Changeset: 124575b4 Branch: master Author: Ivan Walulya <iwalulya@openjdk.org> Date: 2025-08-27 11:45:43 +0000 URL: https://git.openjdk.org/jdk/commit/124575b4c2b52328a8efddb40e67057a53b44a04
27-08-2025

I uploaded the synthetic simulator at https://github.com/openjdk/jdk/compare/master...caoman:jdk:heapsim. I could try publishing it in its own repo later, but need to go through additional approval from our side. Any suggestion if OpenJDK has any repo or directory that I could contribute this program? It is helpful to demonstrate other issues with G1 heap resizing.
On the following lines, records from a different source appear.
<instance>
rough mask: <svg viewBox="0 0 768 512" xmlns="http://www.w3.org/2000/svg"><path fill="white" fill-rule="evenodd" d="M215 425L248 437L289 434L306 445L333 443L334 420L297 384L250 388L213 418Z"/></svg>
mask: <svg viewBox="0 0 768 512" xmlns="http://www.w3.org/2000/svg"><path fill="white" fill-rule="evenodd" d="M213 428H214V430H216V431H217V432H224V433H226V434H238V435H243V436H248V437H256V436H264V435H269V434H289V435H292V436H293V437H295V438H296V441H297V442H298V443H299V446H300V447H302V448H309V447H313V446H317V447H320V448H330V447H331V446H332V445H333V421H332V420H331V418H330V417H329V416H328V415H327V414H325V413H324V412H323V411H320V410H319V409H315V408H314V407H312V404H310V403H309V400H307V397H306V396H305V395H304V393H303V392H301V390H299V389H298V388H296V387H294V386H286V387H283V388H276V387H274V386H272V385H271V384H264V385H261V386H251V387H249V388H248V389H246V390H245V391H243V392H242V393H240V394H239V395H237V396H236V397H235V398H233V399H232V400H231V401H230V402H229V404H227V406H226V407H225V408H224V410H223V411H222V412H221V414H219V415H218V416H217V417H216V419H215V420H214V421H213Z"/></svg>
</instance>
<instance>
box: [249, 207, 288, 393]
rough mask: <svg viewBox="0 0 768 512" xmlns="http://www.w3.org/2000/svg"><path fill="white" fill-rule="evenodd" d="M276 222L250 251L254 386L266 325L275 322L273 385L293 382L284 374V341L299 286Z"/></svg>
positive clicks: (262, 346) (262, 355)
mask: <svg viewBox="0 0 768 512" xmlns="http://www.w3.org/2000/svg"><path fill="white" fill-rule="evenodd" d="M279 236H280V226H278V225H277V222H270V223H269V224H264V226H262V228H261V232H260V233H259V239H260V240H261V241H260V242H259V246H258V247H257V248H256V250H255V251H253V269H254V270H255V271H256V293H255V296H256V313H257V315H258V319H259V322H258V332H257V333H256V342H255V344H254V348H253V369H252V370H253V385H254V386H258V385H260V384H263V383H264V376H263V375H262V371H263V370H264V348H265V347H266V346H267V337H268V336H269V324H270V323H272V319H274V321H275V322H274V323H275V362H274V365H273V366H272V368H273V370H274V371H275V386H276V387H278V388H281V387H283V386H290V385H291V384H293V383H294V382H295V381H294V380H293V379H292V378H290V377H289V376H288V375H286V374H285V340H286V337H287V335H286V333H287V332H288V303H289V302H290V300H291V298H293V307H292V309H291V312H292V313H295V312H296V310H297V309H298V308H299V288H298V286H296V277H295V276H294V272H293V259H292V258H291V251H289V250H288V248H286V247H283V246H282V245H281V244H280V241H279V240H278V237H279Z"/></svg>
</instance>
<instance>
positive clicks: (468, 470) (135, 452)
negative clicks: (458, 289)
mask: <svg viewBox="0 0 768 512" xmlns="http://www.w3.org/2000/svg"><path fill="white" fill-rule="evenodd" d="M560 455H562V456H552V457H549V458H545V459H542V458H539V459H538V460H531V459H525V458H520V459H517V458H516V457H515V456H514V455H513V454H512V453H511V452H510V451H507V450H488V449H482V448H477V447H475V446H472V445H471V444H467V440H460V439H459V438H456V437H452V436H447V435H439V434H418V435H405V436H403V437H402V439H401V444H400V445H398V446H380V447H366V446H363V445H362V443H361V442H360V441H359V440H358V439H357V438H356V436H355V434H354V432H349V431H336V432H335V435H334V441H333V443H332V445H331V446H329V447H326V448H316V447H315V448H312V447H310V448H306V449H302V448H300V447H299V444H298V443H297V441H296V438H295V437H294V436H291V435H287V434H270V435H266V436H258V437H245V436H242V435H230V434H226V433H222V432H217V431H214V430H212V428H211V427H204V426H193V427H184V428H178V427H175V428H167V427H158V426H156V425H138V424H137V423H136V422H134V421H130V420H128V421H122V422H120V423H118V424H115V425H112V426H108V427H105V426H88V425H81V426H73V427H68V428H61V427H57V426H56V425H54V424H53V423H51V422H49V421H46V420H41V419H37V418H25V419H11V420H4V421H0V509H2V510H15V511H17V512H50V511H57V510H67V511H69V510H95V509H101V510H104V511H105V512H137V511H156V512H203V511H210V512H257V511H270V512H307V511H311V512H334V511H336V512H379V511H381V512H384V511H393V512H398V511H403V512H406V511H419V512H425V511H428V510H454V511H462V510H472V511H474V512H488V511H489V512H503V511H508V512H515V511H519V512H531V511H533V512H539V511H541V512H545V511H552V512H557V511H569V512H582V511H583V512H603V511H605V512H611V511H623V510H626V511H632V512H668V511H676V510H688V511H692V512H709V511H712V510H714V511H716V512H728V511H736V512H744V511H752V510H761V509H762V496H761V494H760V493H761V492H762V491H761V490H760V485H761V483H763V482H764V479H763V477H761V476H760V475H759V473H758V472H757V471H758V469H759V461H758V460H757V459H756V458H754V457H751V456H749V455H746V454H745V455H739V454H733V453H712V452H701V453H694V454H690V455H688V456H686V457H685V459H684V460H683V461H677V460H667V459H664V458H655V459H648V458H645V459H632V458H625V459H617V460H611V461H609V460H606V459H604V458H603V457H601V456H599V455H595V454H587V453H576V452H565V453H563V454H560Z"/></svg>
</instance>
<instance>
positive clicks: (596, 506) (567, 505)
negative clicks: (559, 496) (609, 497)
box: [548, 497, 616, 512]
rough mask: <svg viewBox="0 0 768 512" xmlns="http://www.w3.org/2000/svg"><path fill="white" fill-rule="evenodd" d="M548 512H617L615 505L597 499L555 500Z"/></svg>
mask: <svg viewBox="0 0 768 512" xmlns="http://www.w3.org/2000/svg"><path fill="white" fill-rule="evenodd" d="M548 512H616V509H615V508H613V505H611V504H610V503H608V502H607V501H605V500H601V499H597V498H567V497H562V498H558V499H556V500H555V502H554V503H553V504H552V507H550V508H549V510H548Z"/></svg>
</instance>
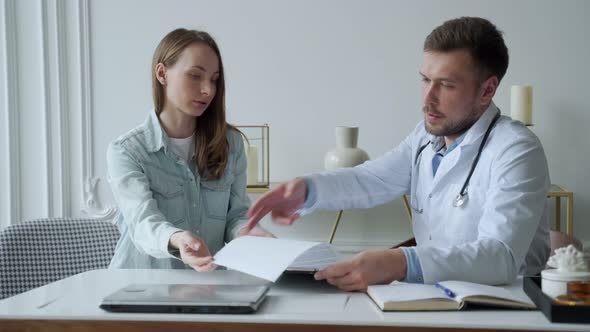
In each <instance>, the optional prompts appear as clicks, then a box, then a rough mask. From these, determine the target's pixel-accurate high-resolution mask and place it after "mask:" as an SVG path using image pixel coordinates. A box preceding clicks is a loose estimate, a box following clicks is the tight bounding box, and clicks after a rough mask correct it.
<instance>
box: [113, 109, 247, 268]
mask: <svg viewBox="0 0 590 332" xmlns="http://www.w3.org/2000/svg"><path fill="white" fill-rule="evenodd" d="M227 140H228V143H229V158H228V164H227V166H226V168H225V171H224V174H223V176H222V177H221V178H220V179H218V180H209V179H206V177H205V176H204V177H202V176H201V175H200V174H199V173H198V169H197V167H196V165H195V159H194V158H193V159H191V160H190V162H188V163H187V162H186V161H185V160H184V159H182V158H181V157H179V156H177V155H176V154H174V152H172V149H171V148H170V139H169V138H168V136H167V135H166V133H165V132H164V131H163V130H162V127H161V126H160V122H159V120H158V116H157V115H156V113H155V111H151V112H150V115H149V116H148V118H147V119H146V121H145V122H144V123H143V124H142V125H140V126H138V127H136V128H135V129H133V130H131V131H129V132H128V133H126V134H124V135H123V136H121V137H119V138H118V139H116V140H115V141H114V142H112V143H111V144H110V145H109V147H108V150H107V167H108V180H109V183H110V185H111V189H112V191H113V194H114V197H115V201H116V202H117V205H118V207H119V213H118V215H117V216H116V217H115V223H116V225H117V226H118V228H119V231H120V233H121V238H120V239H119V242H118V243H117V246H116V248H115V255H114V257H113V259H112V260H111V264H110V266H109V268H163V269H170V268H188V266H185V265H184V263H183V262H182V261H181V260H179V259H178V258H176V257H175V256H173V255H172V254H171V253H170V252H169V250H168V242H169V240H170V236H171V235H172V234H173V233H175V232H178V231H183V230H189V231H191V232H193V233H194V234H196V235H197V236H199V237H200V238H201V239H203V241H204V242H205V243H206V244H207V247H208V248H209V250H210V252H211V254H212V255H214V254H215V253H216V252H217V251H219V250H220V249H221V248H222V247H223V245H224V243H225V242H229V241H230V240H231V239H233V238H234V237H236V236H237V233H238V232H239V230H240V229H241V228H242V227H243V226H244V225H245V224H246V222H247V220H246V217H245V214H246V211H247V210H248V207H249V205H250V200H249V198H248V196H247V195H246V156H245V154H244V144H243V141H242V138H241V135H240V133H238V132H237V131H235V130H231V129H229V130H228V131H227Z"/></svg>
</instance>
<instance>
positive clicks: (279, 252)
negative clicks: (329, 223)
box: [214, 236, 339, 282]
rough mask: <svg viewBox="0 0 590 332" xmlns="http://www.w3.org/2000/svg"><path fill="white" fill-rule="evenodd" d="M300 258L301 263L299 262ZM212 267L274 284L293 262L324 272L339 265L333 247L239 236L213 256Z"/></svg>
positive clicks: (338, 255) (324, 244) (313, 244)
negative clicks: (214, 265)
mask: <svg viewBox="0 0 590 332" xmlns="http://www.w3.org/2000/svg"><path fill="white" fill-rule="evenodd" d="M298 258H300V259H298ZM214 260H215V264H217V265H220V266H225V267H227V268H229V269H233V270H237V271H240V272H244V273H247V274H250V275H253V276H256V277H259V278H262V279H266V280H269V281H272V282H275V281H276V280H277V279H278V278H279V276H280V275H281V274H282V273H283V271H285V270H286V269H287V268H288V267H289V266H290V265H291V264H293V262H295V261H296V265H297V267H303V266H309V265H311V267H318V268H323V267H326V266H329V265H331V264H334V263H336V262H338V260H339V255H338V254H337V252H336V250H335V249H334V247H333V246H331V245H328V244H325V243H324V244H323V243H321V242H310V241H300V240H291V239H275V238H265V237H256V236H241V237H238V238H236V239H235V240H233V241H231V242H230V243H228V244H227V245H226V246H225V247H223V248H222V249H221V250H220V251H219V252H217V254H216V255H215V256H214Z"/></svg>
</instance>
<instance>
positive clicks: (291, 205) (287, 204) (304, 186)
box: [246, 178, 307, 230]
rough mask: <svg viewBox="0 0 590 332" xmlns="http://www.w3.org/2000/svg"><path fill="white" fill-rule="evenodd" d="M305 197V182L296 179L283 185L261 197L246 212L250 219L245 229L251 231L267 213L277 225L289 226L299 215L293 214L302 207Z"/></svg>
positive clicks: (305, 189)
mask: <svg viewBox="0 0 590 332" xmlns="http://www.w3.org/2000/svg"><path fill="white" fill-rule="evenodd" d="M306 196H307V184H306V183H305V180H303V179H301V178H297V179H294V180H291V181H289V182H286V183H283V184H281V185H280V186H278V187H276V188H275V189H273V190H271V191H269V192H267V193H265V194H264V195H262V196H261V197H260V198H259V199H258V200H257V201H256V202H255V203H254V204H253V205H252V207H250V210H248V214H247V216H248V217H249V218H250V220H249V221H248V224H247V225H246V228H247V229H248V230H251V229H253V228H254V226H256V224H258V222H259V221H260V219H262V217H264V216H265V215H266V214H267V213H269V212H272V214H271V215H272V219H273V221H274V222H276V223H278V224H285V225H291V224H292V223H293V221H295V219H297V218H299V215H298V214H296V213H295V212H296V211H297V210H298V209H299V208H300V207H301V206H303V203H304V202H305V198H306Z"/></svg>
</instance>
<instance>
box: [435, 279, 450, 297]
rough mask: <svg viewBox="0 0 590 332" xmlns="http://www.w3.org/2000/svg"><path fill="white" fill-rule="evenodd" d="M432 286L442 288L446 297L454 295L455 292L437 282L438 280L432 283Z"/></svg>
mask: <svg viewBox="0 0 590 332" xmlns="http://www.w3.org/2000/svg"><path fill="white" fill-rule="evenodd" d="M434 287H436V288H440V289H442V290H443V292H445V294H447V296H448V297H451V298H454V297H455V293H453V291H452V290H450V289H448V288H446V287H445V286H443V285H441V284H439V283H438V282H435V283H434Z"/></svg>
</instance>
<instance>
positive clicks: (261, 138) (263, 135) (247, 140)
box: [236, 124, 270, 191]
mask: <svg viewBox="0 0 590 332" xmlns="http://www.w3.org/2000/svg"><path fill="white" fill-rule="evenodd" d="M236 128H238V129H239V130H240V131H241V132H242V133H243V134H244V136H245V137H244V150H245V152H246V158H247V161H248V169H247V172H246V175H247V187H248V188H249V189H250V188H258V189H263V190H264V189H268V187H269V185H270V158H269V156H270V147H269V146H270V135H269V127H268V124H263V125H252V126H236ZM249 191H250V190H249Z"/></svg>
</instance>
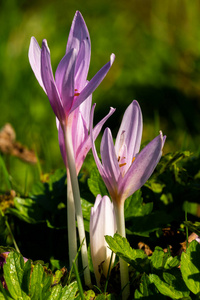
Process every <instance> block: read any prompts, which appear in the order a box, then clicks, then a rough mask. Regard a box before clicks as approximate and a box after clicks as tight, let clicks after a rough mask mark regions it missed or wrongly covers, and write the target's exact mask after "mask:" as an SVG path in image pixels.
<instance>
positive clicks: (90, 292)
mask: <svg viewBox="0 0 200 300" xmlns="http://www.w3.org/2000/svg"><path fill="white" fill-rule="evenodd" d="M84 297H85V300H90V299H94V297H95V292H94V291H92V290H89V291H87V292H84Z"/></svg>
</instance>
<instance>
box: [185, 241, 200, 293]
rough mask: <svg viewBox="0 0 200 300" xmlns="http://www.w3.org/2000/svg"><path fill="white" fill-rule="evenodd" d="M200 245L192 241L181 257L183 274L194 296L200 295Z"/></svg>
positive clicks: (185, 283)
mask: <svg viewBox="0 0 200 300" xmlns="http://www.w3.org/2000/svg"><path fill="white" fill-rule="evenodd" d="M199 251H200V244H199V243H198V242H197V241H192V242H191V243H190V245H189V247H188V248H187V250H186V253H184V252H183V253H182V255H181V273H182V276H183V280H184V281H185V284H186V285H187V287H188V289H189V290H190V291H192V292H193V293H194V294H198V293H200V260H199Z"/></svg>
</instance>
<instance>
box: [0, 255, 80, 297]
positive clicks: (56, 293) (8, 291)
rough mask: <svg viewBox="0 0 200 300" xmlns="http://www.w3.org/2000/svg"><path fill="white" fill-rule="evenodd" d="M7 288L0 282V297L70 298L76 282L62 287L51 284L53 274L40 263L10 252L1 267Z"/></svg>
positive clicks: (75, 284) (75, 287)
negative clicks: (43, 266)
mask: <svg viewBox="0 0 200 300" xmlns="http://www.w3.org/2000/svg"><path fill="white" fill-rule="evenodd" d="M3 271H4V272H3V276H4V279H5V282H6V285H7V288H8V290H6V289H4V288H3V287H2V284H1V283H0V299H8V300H10V299H24V300H28V299H32V300H34V299H37V300H45V299H46V300H54V299H56V300H72V299H75V298H76V296H77V292H78V286H77V282H76V281H75V282H72V283H71V284H69V285H68V286H65V287H62V286H61V284H60V282H59V283H58V282H57V284H56V285H52V280H53V274H52V273H51V272H50V271H48V270H47V269H45V268H44V267H43V266H42V265H41V264H33V263H32V262H31V261H30V260H28V261H27V262H26V263H25V262H24V259H23V257H22V256H21V255H20V254H19V253H17V252H10V254H9V255H8V257H7V259H6V263H5V264H4V267H3Z"/></svg>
Regarding to the fluctuating mutator CPU usage issue, upon reviewing https://github.com/openjdk/jdk/pull/26351, I'm convinced that the proposed approach does not suffer from this issue. This is because the proposed approach does not rely on the total process CPU usage, and does not measure "GC CPU overhead", i.e., a ratio of GC CPU usage over total CPU usage.
23-07-2025

A pull request was submitted for review. Branch: master URL: https://git.openjdk.org/jdk/pull/26351 Date: 2025-07-16 13:55:32 +0000
17-07-2025

[~manc] can you help with creating the synthetic simulator, or even better test with your workloads used when testing SoftMaxHeapSize.
16-07-2025

We have some concerns about using GC CPU overhead to control heap sizing: https://github.com/openjdk/jdk/pull/24211#issuecomment-2777769994. > Somewhat related to above, our experience with our internal algorithm that adjusts SoftMaxHeapSize based on GC CPU overhead, encountered cases that it behaves poorly. The problem is that some workload have large variance in mutator's CPU usage (e.g. peak hours vs off-peak hours), but smaller variance in GC CPU usage. Then it does not make much sense to maintain a constant % for GC CPU overhead, which could cause excessive heap expansion when mutator CPU usage is low. The workaround is to take live size into consideration when calculating SoftMaxHeapSize, which is similar to how Min/MaxHeapFreeRatio works. I suggest we test the PR with a workload that has fluctuating mutator CPU usage, but relatively stable eden allocation rate and live bytes. Then heap size could fluctuate too much. It might be easier to write a synthetic simulator that exhibits this behavior.
16-07-2025